Aim for the latter and shoot for the highest credit limit you can get – the bigger the collateral you can provide, the better. The best convertible secured credit cards allow for a $5,000 to $10,000 secured credit limit.

The only other thing is to avoid using the secured card for all your monthly expenses. It’s not good to be that active – after all, the more debt you carry on the card, the worse your credit utilization rate will be. This is an important variable to keep under control; your outstanding debt levels amount for 30 percent of your FICO score calculation.

Building Credit by Fixing Errors

Another way to see a fast increase in points is by fixing errors on your credit file. If there’s an inaccurate entry, it could plague your score by 100 points or more. In fact, a FTC study from 2013 found that 1 in 250 consumers have a 100 point or higher deficit due to reporting errors. Beyond that, another 1 in 20 files contain errors amounting to lower scores by 25 points or more.

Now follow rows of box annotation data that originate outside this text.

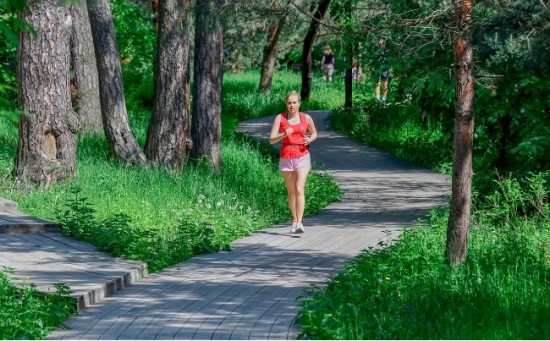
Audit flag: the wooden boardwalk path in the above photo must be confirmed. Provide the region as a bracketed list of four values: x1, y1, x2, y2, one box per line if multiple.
[0, 111, 450, 339]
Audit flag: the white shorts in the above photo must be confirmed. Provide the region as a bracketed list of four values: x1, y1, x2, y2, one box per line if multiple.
[279, 153, 311, 172]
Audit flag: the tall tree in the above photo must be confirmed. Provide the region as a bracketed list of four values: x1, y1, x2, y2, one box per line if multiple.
[260, 0, 290, 93]
[15, 0, 79, 187]
[445, 0, 474, 266]
[191, 0, 224, 169]
[87, 0, 145, 164]
[70, 0, 103, 132]
[145, 0, 189, 169]
[301, 0, 330, 100]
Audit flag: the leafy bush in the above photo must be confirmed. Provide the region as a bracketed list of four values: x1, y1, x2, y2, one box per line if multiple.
[298, 173, 550, 340]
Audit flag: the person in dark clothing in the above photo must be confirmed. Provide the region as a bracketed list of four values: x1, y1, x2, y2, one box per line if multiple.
[374, 38, 391, 102]
[321, 44, 334, 82]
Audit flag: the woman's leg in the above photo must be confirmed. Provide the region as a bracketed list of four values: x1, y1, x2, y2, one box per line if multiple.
[294, 167, 311, 223]
[281, 171, 298, 222]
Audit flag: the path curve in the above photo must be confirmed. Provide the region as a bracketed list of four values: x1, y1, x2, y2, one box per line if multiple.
[49, 111, 450, 339]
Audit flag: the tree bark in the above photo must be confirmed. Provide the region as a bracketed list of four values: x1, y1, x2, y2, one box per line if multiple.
[260, 8, 286, 93]
[15, 0, 79, 188]
[191, 0, 224, 170]
[145, 0, 189, 170]
[300, 0, 330, 101]
[70, 0, 103, 132]
[445, 0, 474, 266]
[87, 0, 145, 164]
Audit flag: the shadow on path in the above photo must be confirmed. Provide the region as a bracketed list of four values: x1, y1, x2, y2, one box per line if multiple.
[49, 111, 450, 339]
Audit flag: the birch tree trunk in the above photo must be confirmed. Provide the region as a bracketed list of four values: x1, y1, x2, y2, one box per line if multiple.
[15, 0, 79, 187]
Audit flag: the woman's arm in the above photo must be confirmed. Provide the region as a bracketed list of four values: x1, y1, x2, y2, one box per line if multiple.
[304, 115, 317, 144]
[269, 114, 292, 144]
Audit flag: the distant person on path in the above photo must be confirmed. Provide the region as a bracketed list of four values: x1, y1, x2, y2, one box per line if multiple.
[269, 91, 317, 233]
[374, 38, 391, 102]
[321, 44, 334, 82]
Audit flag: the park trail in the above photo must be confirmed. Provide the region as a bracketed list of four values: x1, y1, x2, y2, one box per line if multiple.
[0, 111, 450, 340]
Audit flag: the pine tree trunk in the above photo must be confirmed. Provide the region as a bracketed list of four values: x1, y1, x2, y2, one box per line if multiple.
[445, 0, 474, 266]
[15, 0, 79, 187]
[87, 0, 145, 164]
[145, 0, 189, 169]
[70, 0, 103, 133]
[260, 17, 285, 93]
[191, 0, 224, 170]
[300, 0, 330, 101]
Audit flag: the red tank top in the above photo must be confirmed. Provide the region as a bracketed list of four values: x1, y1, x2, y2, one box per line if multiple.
[279, 112, 309, 159]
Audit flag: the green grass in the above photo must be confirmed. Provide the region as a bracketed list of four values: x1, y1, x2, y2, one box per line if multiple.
[298, 91, 550, 340]
[0, 267, 76, 340]
[298, 197, 550, 340]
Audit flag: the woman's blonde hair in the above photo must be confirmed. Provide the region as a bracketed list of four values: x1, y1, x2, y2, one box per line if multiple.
[286, 90, 302, 103]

You can request a copy of your credit report from each bureau individually, or through the AnnualCreditReport.com website. Take a look at it for any signs of inaccurate or missing information. If anything is spotted, when the bureau acts on it your new FICO score will be higher.

You can report errors on your file through the credit bureau websites. TransUnion also lets you send your report by mail. It’s best to contact all three, but once you notify a single bureau they’re obligated to tell the others. If the issue is due to identity fraud, and not a recording error, then an FTC affidavit and police report might be required.

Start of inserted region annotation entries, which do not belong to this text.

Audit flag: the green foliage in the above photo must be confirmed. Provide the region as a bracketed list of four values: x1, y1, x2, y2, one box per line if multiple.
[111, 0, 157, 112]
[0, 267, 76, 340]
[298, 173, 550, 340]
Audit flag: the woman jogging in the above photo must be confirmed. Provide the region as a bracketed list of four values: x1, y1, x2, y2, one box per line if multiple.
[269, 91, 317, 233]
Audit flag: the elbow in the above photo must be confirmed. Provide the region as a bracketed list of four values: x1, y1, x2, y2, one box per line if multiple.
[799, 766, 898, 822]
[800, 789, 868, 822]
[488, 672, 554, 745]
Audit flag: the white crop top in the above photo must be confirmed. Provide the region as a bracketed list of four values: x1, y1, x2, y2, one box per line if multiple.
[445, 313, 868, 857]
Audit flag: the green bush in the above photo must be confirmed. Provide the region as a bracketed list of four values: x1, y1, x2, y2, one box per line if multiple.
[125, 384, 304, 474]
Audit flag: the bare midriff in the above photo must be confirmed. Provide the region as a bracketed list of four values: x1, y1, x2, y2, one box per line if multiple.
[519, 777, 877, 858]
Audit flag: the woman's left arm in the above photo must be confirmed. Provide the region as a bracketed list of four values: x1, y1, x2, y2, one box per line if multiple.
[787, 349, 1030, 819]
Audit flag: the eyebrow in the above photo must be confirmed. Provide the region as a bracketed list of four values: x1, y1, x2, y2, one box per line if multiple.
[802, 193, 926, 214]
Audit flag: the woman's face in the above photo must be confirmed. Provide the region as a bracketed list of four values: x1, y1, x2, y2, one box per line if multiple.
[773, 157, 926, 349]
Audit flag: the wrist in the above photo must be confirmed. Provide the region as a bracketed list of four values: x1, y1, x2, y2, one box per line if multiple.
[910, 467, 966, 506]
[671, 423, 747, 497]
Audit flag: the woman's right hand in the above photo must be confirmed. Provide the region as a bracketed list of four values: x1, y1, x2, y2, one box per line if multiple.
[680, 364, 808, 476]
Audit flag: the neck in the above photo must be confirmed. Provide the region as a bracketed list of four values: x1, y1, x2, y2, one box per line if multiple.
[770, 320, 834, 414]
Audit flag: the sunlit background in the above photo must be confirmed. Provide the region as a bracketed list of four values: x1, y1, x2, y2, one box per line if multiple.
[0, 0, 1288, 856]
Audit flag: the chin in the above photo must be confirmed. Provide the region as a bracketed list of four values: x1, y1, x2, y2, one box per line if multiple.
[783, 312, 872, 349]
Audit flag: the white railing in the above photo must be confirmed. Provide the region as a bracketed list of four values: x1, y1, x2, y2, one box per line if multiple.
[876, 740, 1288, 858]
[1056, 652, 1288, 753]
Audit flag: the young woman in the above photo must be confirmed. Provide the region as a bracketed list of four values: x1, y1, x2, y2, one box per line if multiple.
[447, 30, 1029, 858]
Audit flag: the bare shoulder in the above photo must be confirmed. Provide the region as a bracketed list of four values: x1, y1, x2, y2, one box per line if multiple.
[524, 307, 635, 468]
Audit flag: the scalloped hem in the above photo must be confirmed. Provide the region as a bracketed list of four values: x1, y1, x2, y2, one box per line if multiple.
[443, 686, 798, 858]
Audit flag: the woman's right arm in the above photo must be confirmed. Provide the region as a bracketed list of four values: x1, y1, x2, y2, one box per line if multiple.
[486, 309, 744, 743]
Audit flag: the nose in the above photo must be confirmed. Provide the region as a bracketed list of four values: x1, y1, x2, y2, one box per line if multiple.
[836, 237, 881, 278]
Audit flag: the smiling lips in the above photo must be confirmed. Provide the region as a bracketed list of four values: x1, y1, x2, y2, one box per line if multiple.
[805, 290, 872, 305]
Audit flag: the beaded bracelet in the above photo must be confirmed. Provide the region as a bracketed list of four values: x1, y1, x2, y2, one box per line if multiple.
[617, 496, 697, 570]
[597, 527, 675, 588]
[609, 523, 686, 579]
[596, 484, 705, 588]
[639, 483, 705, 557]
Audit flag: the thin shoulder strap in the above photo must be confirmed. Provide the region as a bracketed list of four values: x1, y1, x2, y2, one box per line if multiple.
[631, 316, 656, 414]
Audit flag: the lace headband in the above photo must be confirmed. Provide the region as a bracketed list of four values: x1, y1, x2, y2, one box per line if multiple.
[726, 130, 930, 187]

Consolidating Your Revolving Debts

Revolving debts weigh more on your credit score than installment debts. This means short-term loans can help. If your credit card debts are high, you could use a consolidation loan to lower your debt-to-credit ratio. The installment debt created by your loan won’t drag your score as much, so your score will go up once your file updates with the change.

This is why debt repair services are actually a hidden gem. You can avoid bankruptcy and pay back what you owe on your own schedule. In the end, you might be able to repair your credit score within six months to a year. It’s just a matter of organizing your debts and optimizing your file based on how FICO calculates your score.

Take Any Limit Increase You Can Get

When you are offered a higher credit limit it means you’re given the chance to take on even more debt. This shows that you’re trusted with a higher amount; until you spend it, your debt-to-credit ratio will be improved.

Therefore, taking on credit limit increases as they come is a fantastic idea. It’s just a matter of having the willpower to not blow all the new funds. Long story short, if you can manage this, then the greater credit limits will help boost your credit score.

Conclusion

Credit repair is a scary subject – where the only happy ending seems to come after you go through bankruptcy or if you win the lottery. This doesn’t have to be the case, and there are ways around bankruptcy, but it will take a real commitment.

The journey begins with figuring out what you’re doing wrong as a borrower. In most cases, it’s carrying too large of a debt on credit cards. Deleverage this by getting access to loans and by consolidating your high-interest debts.

Then work on sustaining the best credit utilization rate you can manage. Your FICO score will show real changes after only three to six months of good stats getting reported to the credit bureaus.